I cycle up to 4400 m above the sea level and stop to watch the steep ascent to the Akbaital pass. In this moment a jeep arrives. The driver stops the car, looks at me with compassion and offers a ride to the top. He appears here like a sign from above because there’s almost no traffic on this road. I don’t ignore providence. I ride 3km and 255 vertical metres in a car with a bit of regret and a bit of relief.

10010km

In Karakul Ramadan preparations take place. In the afternoon local women meet bringing homemade dainties. They sit on a carpet, eating slowly and exchanging gossip. The next day a month long fasting begins and they are not supposed to eat or drink from dawn to sunset.

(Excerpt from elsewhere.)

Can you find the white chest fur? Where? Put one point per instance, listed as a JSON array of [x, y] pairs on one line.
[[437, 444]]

I cycle my ten thousandth kilometre among which this last, special thousand in the Pamirs. The road wasn’t that bad. There were some streams to cross but I was able to cross them. The uphills weren’t that steep and it wasn’t too cold. I made it and my bike made it too. I can’t believe I didn’t have any flat tyre. It’s been an amazing experience although I miss hot showers, regular power outlets, WI-FI and vegetables. Not to mention strawberries. But it was all worth it!